Like Aaron and Hur, lifting up the arms of Moses during battle so that Joshua could defeat the enemy. It wasn’t just the job of Joshua to fight, but also Moses, to raise his arms—he is the only one who was called to do it, but the body, specifically Aaron and Hur, stood with him. They were watchful, and God brought the victory. 

When Moses’ arms grew tired, Aaron and Hur brought a stone for him to sit on, while they stood beside him and held up his arms, holding them steady until the sun went down. In this way Joshua totally defeated the Amalekites. Exodus 17:12-13 GNT

Then Jesus, enjoining His dear ones to watch with Him, walked a little farther to pray.

He went on a little farther and bowed with his face to the ground, praying, “My Father! If it is possible, let this cup of suffering be taken away from me. Yet I want your will to be done, not mine.” 

Jesus prayed with His words and with His posture, He bowed face to the ground, and asked for another way.
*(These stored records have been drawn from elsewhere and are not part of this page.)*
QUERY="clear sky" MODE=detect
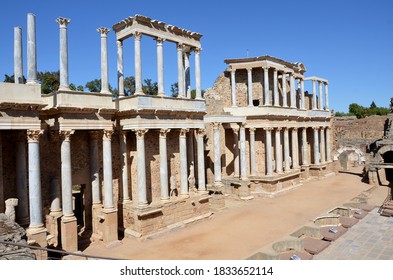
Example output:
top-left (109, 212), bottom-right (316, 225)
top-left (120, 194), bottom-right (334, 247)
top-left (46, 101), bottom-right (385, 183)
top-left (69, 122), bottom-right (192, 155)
top-left (0, 0), bottom-right (393, 114)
Yet, His overriding passion was following His Father’s will, to be obedient, voluntarily cooperating with the Father’s holy and righteous plan. 
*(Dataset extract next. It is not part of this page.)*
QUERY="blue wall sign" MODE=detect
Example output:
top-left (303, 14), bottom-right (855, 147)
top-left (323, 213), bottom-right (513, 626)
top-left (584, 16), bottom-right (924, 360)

who, in the days of His flesh, when He had offered up prayers and supplications, with vehement cries and tears to Him who was able to save Him from death, and was heard because of His godly fear, though He was a Son, yet He learned obedience by the things which He suffered. Hebrews 6:7-8 NKJV

Then he returned to the disciples and found them asleep. He said to Peter, “Couldn’t you watch with me even one hour? Keep watch and pray, so that you will not give in to temptation. For the spirit is willing, but the body is weak!” 
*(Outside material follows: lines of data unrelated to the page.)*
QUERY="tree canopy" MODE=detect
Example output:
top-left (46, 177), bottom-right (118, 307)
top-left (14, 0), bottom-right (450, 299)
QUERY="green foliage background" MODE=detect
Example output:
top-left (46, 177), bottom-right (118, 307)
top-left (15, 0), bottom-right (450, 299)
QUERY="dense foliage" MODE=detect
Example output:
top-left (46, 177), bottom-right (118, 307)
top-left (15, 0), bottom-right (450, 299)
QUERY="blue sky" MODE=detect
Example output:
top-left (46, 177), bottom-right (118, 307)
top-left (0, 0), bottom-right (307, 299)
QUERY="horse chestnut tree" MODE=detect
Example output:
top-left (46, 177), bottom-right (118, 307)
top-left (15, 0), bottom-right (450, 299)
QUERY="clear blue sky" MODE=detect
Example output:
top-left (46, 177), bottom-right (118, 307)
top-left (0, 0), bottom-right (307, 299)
When Jesus returned He found them asleep. And in this weary and unusual setting for the disciples, Jesus explains that discipline is needed to watch and pray. The spirit is willing but the flesh is weak. Many of us battle this discrepancy personally, we want to stand with Jesus, remain watchful and intercede for our loved ones and the world. We want to be known by Him as faithful watchmen, guarding the flock, standing for the burdened and the weak—but we ourselves are weak. And in the midst of best intentions we get distracted, we fall asleep, we lose focus. We must cultivate the discipline of watchfulness, fighting through distractions in cooperation with God’s will.

Then Jesus left them a second time and prayed, “My Father! If this cup cannot be taken awayunless I drink it, your will be done.” When he returned to them again, he found them sleeping, for they couldn’t keep their eyes open. 

So he went to pray a third time, saying the same things again. Then he came to the disciples and said, “Go ahead and sleep. Have your rest. But look—the time has come. The Son of Man is betrayed into the hands of sinners. Up, let’s be going. Look, my betrayer is here!” Matthew 26:36-46 NLT

Jesus left and prayed a second and third time. Watchfulness and prayer, battling in the spirit for the will of God to be brought to bear in a circumstance or situation, is truly a battle. Jesus fought through the grief, fought through the pain, and, with confidence, returned to face the coming days in the power and unity of Father, Son and Spirit, walking in perfect cooperation with His Father’s will. 

Dear ones, the victory of redemption, the miracle of wholeness, and deliverance from the weight of sin, has been accomplished by Jesus Christ. He is the Victor! But now, until He returns, each person, in every generation, is destined to grapple with His Lordship—will I follow Christ as Lord and Savior, or will I go my own way? And for those of us who have chosen to follow Him, our mission is to stand in the gap for our loved ones, the voiceless, the poor, the unwanted and unloved—to watch and pray, and to declare to those who have ears to hear that Jesus Christ is Lord, He loves you, and He will make you whole and well and give you peace. Turn to Him, He will set you free from the clutches of sin and death.